An epidural catheter can be placed by anesthesia personnel for postoperative pain control. Alternately, a patient-controlled anesthesia schedule can be ordered.

Prophylaxis against deep venous thrombosis is crucial because it and pulmonary embolism are significant sources of postoperative morbidity and mortality. Available modalities include subcutaneous heparin, subcutaneous fractionated heparin preparations, and sequential compression stockings.

The head of the bed can be kept elevated 30-45°, or sometimes higher for elderly patients or during sleep, to help prevent aspiration.

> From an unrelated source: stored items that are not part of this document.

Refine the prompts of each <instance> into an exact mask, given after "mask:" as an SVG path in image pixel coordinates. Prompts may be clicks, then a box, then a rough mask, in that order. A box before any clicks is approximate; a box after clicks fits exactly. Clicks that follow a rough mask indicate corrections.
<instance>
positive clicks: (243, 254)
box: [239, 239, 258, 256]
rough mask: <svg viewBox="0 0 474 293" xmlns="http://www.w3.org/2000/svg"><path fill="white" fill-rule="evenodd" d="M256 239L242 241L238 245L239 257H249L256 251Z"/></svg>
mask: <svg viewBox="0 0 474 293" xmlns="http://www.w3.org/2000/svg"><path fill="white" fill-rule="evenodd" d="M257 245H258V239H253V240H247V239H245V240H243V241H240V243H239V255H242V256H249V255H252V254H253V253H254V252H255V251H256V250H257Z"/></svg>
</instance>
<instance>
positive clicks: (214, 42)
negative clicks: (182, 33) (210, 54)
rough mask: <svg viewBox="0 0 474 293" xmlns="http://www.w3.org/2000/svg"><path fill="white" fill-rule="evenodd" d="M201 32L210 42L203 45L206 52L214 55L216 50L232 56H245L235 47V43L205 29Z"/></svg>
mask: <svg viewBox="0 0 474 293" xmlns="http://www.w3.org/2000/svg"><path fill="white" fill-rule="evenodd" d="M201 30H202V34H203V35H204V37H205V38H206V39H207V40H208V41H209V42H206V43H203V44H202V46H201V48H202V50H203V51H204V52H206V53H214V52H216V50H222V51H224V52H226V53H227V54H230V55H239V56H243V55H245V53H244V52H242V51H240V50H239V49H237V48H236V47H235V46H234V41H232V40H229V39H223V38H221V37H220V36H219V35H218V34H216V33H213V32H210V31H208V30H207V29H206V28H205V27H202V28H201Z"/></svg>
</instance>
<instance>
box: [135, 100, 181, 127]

Complications can be divided into preoperative and postoperative categories. Preoperative tumor-related complications usually occur with tumors larger than 4 cm.

Major preoperative complications include the following:

  • Hemorrhage
  • Bowel obstruction
  • Volvulus
  • Intussusception
  • Bowel perforation with peritonitis

The range of postoperative complications is similar to that for major abdominal and GI surgery. The following is a representative but not exhaustive list:

  • Wound infection
  • Wound dehiscence with or without evisceration
  • Urinary tract infection
  • Atelectasis
  • Pneumonia
  • Anastomotic disruption
  • Anastomotic stricture
  • Marginal ulceration
  • Intra-abdominal abscess formation
  • Cholangitis
  • Delayed gastric emptying or gastroparesis
  • Internal or enterocutaneous fistula
  • Small bowel obstruction
  • Dumping syndrome
  • Alkaline reflux gastritis
  • Cardiac arrhythmias
  • Myocardial infarction
  • Deep venous thrombosis
  • Pulmonary embolism


The management of GISTs requires the participation of a multidisciplinary team. The team should include a surgeon, gastroenterologist, and medical oncologist.



Postoperatively, patients receive nothing by mouth for varying durations, depending on the preference of the operating surgeon. Following nasogastric tube removal, patients can be started on a liquid diet and advanced to a full diet as tolerated. Postgastrectomy diet counseling by a registered dietitian is helpful in patients undergoing subtotal or total gastrectomies.

Depending on the patient's preoperative nutritional status, a period of specialized nutritional support might be indicated. This can range from enteral tube feedings to peripheral hyperalimentation to total parenteral nutrition. Multivitamin and iron supplementation may be indicated.